Growth performance, antioxidant capacity, intestinal microbiota, and metabolomics analysis of Nile tilapia (Oreochromis niloticus) under carbonate alkalinity stress

To explore the effect of carbonate alkalinity stress on Nile tilapia (Oreochromis niloticus), fish were cultured at 3 alkalinity levels (0, 2 and 3 g/L NaHCO3) for six weeks. Survival, weight gain, and specific growth rate were measured. Liver samples were collected for measuring superoxide dismutase (SOD), glutathione peroxidase (GSH-Px), total antioxidant capacity (T-AOC), and malondialdehyde (MDA) content. Intestinal microbiota was analyzed using 16S rRNA gene sequencing, and metabolomic profiling identified differentially abundant metabolites. The results showed that the survival rate decreased in the fish exposed to 3 g/L NaHCO3, while weight gain and specific growth rate were not affected by the increased carbonate alkalinity. In the group exposed to 3 g/L NaHCO₃, activities of superoxide dismutase (SOD), glutathione peroxidase (GSH-Px), total antioxidant capacity (T-AOC), and malondialdehyde (MDA) content in liver increased, while in 2 g/L NaHCO₃, only SOD and T-AOC activities rose compared to the control.
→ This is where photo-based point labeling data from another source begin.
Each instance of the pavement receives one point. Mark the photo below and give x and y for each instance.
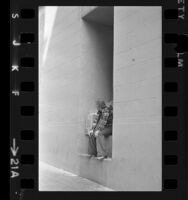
(54, 179)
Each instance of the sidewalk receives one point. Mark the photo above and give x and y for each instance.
(54, 179)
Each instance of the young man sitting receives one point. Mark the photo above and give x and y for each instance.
(102, 128)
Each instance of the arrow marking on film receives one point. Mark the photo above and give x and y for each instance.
(14, 149)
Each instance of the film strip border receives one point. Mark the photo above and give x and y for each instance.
(24, 83)
(23, 74)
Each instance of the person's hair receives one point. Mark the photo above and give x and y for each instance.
(100, 103)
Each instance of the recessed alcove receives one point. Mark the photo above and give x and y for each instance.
(98, 45)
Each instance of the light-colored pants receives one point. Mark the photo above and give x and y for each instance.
(97, 145)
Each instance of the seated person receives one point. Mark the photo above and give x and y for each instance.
(102, 127)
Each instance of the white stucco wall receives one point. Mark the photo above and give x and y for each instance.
(70, 79)
(138, 94)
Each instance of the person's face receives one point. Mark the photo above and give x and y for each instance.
(98, 106)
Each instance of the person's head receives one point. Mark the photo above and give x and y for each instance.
(100, 104)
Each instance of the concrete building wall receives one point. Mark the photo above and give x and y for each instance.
(59, 92)
(138, 95)
(72, 77)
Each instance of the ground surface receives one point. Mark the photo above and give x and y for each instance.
(53, 179)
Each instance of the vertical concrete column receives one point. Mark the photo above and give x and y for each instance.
(138, 95)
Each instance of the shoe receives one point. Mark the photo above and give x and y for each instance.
(100, 157)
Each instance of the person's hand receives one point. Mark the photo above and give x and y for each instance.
(90, 132)
(96, 133)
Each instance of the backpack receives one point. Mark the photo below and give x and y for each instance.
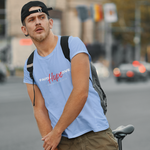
(66, 51)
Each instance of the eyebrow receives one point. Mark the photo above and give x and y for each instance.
(31, 17)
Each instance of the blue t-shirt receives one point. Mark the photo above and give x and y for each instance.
(52, 75)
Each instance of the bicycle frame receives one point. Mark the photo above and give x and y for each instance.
(121, 132)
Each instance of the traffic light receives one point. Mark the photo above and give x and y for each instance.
(98, 12)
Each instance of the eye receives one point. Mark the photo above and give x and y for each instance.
(31, 19)
(42, 17)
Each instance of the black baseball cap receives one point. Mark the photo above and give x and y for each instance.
(25, 9)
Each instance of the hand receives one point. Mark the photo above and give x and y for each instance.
(51, 140)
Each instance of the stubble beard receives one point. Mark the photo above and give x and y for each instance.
(40, 38)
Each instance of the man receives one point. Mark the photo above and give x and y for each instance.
(67, 108)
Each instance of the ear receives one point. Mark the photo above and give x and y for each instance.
(51, 23)
(24, 30)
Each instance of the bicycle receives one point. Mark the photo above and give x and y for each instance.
(121, 132)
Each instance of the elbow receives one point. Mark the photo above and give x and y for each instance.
(37, 113)
(84, 95)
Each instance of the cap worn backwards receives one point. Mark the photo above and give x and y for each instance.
(25, 9)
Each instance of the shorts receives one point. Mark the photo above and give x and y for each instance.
(103, 140)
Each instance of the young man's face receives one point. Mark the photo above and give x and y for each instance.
(37, 25)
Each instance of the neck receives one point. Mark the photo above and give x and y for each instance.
(45, 47)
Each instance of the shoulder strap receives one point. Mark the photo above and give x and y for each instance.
(30, 62)
(65, 47)
(30, 69)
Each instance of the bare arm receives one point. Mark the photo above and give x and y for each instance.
(40, 111)
(80, 79)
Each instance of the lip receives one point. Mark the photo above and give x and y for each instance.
(39, 29)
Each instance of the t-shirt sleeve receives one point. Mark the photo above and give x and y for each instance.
(27, 78)
(76, 46)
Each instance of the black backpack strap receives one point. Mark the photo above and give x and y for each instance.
(30, 69)
(65, 47)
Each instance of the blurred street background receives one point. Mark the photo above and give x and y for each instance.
(117, 36)
(128, 103)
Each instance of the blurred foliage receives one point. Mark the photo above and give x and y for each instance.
(124, 28)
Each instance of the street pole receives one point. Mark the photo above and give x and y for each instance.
(137, 38)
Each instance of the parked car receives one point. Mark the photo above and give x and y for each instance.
(3, 72)
(143, 69)
(130, 72)
(102, 71)
(147, 66)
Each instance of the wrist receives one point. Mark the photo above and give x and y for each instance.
(58, 130)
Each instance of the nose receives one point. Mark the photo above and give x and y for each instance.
(37, 22)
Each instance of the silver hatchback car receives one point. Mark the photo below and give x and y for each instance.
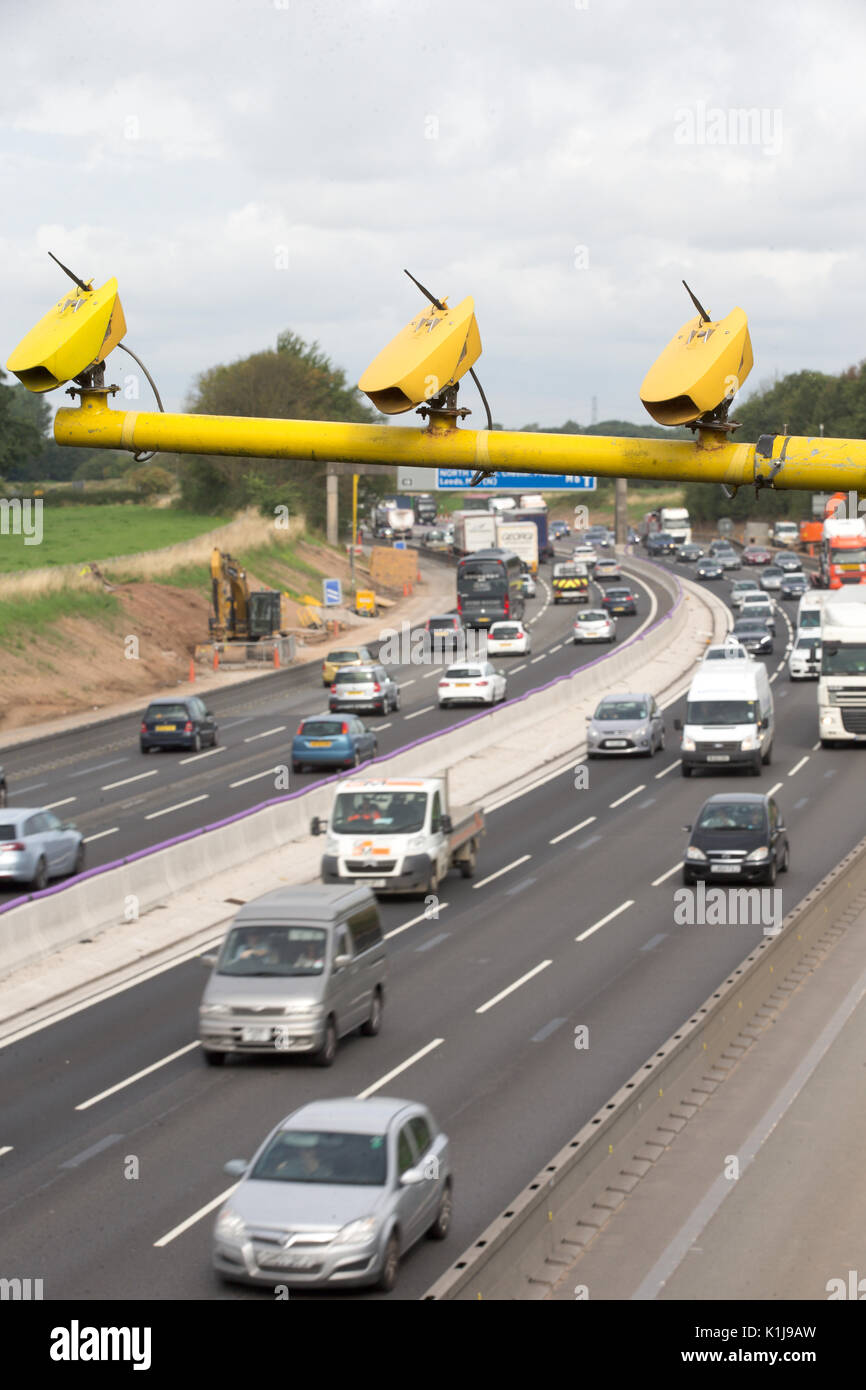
(35, 847)
(626, 724)
(364, 687)
(335, 1196)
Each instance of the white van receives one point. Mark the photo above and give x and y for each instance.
(729, 717)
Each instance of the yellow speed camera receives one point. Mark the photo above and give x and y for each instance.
(78, 332)
(699, 370)
(433, 352)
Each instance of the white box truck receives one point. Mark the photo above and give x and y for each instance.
(729, 717)
(841, 685)
(398, 834)
(521, 538)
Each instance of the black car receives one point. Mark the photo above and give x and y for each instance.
(754, 634)
(619, 598)
(738, 837)
(182, 722)
(660, 542)
(688, 553)
(794, 585)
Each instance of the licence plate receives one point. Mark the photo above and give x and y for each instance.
(289, 1261)
(256, 1034)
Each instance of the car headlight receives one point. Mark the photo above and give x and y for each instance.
(230, 1225)
(357, 1232)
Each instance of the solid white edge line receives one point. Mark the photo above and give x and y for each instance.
(191, 1221)
(389, 1076)
(178, 806)
(627, 797)
(662, 877)
(573, 831)
(512, 987)
(413, 922)
(499, 872)
(146, 1070)
(605, 920)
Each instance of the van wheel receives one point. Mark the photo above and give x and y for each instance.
(328, 1050)
(374, 1022)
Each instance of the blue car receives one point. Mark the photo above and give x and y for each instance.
(332, 741)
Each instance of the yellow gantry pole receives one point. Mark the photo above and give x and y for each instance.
(781, 460)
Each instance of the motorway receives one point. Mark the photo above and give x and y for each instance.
(114, 1133)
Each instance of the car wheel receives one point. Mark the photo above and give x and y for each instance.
(374, 1022)
(441, 1223)
(328, 1050)
(391, 1261)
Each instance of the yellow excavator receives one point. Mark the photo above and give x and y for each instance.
(241, 616)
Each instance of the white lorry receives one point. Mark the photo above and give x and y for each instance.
(398, 834)
(473, 531)
(676, 521)
(841, 685)
(521, 538)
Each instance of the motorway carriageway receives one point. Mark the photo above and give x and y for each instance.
(125, 801)
(570, 922)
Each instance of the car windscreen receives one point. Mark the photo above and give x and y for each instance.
(378, 813)
(320, 1157)
(622, 709)
(163, 713)
(273, 951)
(731, 816)
(722, 710)
(844, 660)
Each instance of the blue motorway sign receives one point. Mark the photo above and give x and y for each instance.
(460, 478)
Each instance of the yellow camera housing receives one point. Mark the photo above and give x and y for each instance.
(433, 352)
(77, 334)
(702, 367)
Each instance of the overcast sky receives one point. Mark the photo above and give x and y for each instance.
(249, 166)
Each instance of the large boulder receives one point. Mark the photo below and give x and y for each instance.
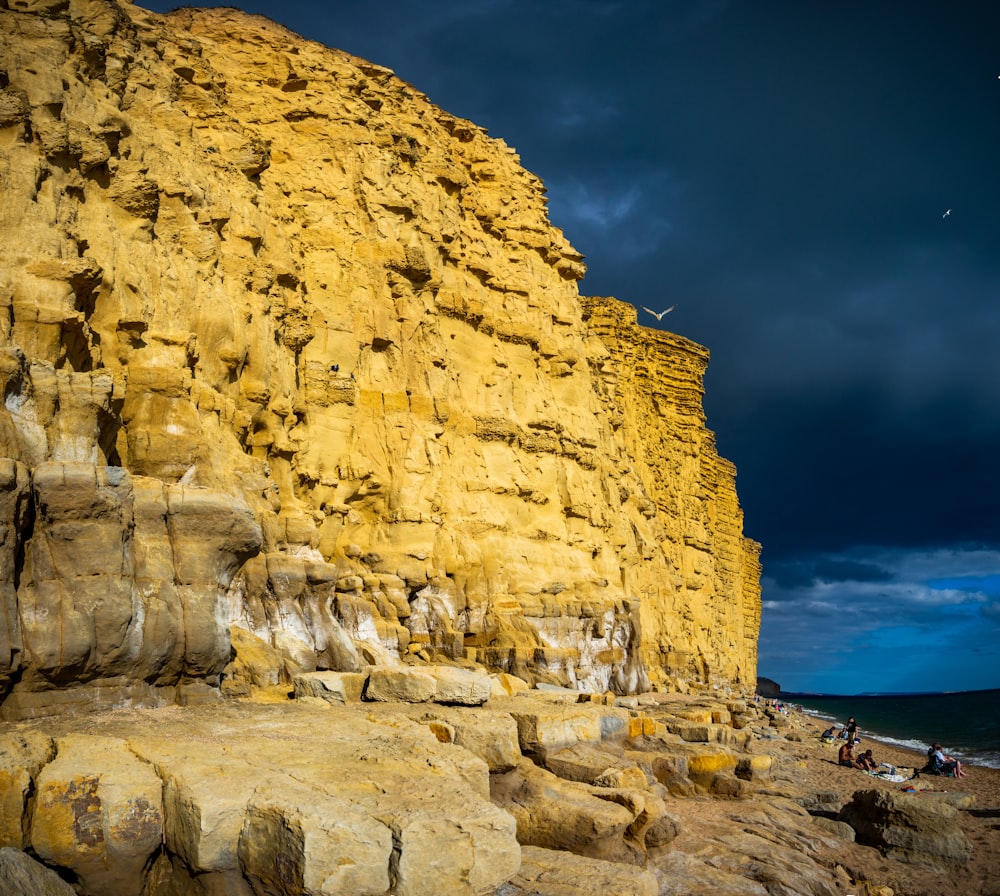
(21, 875)
(99, 812)
(913, 828)
(557, 814)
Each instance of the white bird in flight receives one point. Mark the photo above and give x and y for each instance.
(658, 314)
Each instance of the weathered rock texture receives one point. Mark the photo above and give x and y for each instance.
(293, 361)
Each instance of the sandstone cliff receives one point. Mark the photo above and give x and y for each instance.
(297, 371)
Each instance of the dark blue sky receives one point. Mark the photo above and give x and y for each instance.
(779, 171)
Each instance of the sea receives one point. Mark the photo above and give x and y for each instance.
(965, 723)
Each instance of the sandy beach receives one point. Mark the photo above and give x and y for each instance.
(980, 823)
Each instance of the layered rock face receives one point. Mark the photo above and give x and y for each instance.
(296, 368)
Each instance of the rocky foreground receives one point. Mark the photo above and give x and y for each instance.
(444, 780)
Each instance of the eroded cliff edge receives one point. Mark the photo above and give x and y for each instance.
(297, 375)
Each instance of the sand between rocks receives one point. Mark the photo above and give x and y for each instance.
(980, 823)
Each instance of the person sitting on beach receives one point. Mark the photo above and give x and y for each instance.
(846, 755)
(944, 765)
(866, 762)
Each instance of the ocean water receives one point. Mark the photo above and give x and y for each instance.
(966, 723)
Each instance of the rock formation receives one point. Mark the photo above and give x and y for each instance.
(297, 377)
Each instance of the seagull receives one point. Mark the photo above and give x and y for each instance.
(659, 315)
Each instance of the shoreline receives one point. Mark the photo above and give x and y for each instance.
(905, 728)
(980, 821)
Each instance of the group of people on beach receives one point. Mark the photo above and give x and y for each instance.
(937, 762)
(866, 762)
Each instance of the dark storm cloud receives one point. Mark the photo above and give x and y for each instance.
(779, 171)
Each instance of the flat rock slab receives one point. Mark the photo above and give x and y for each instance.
(350, 802)
(549, 872)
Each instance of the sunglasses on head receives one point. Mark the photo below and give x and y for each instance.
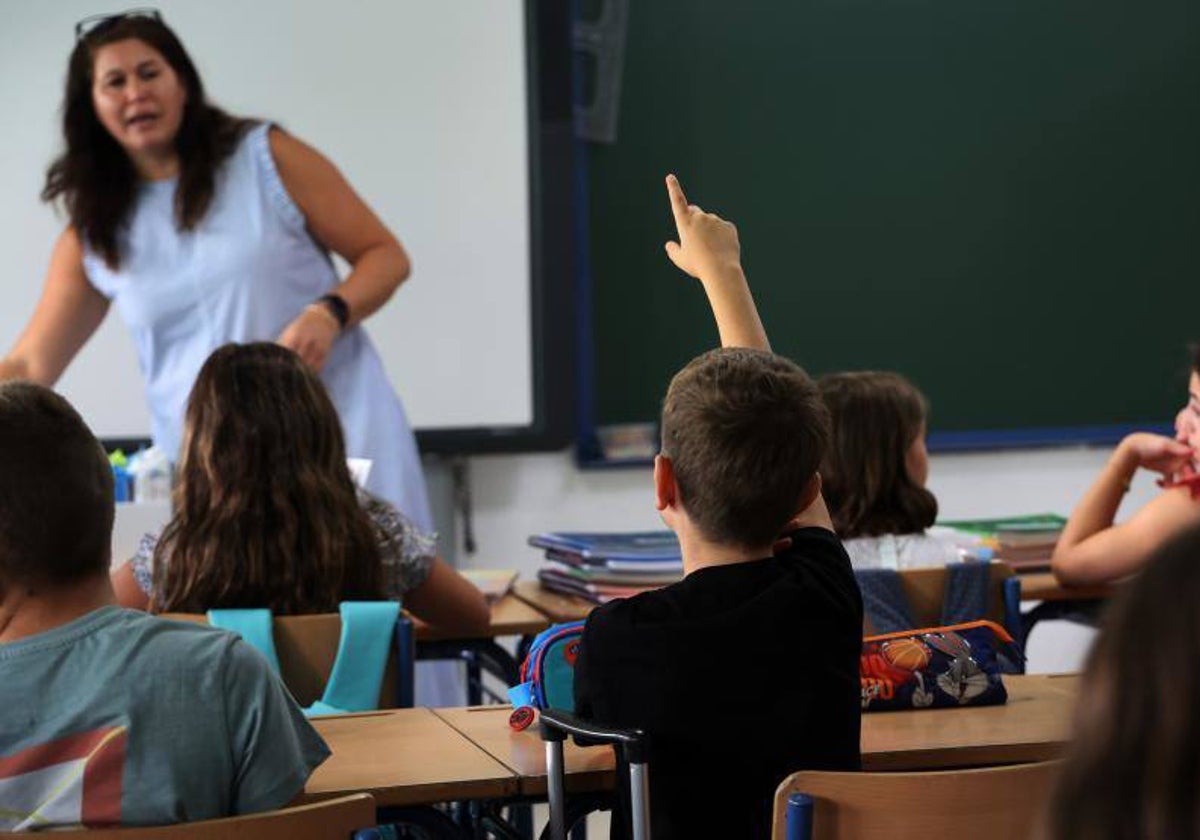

Long-term carbonate alkalinity stress increased the abundance of Luteolibacter in intestine but decreased the abundance of Cetobacterium, Bacteroides, and Lactiplantibacillus. Metabolomics results showed that differentially abundant metabolites were highly enriched in pathways such as purine metabolism, vitamin B6 metabolism, lysine degradation, glycerophospholipid metabolism, and biosynthesis of cofactors in fish cultured at 3 g/L NaHCO3. These results suggested that carbonate alkalinity stress affects intestinal health by increasing the proportion of pathogenic bacteria and reducing beneficial bacteria. The correlation between N6,N6,N6-trimethyllysine, Ne,Ne-dimethyllysine, and Luteolibacter may represent an effective physiological adaptation and tissue repair pathway for Nile tilapia under carbonate alkalinity stress.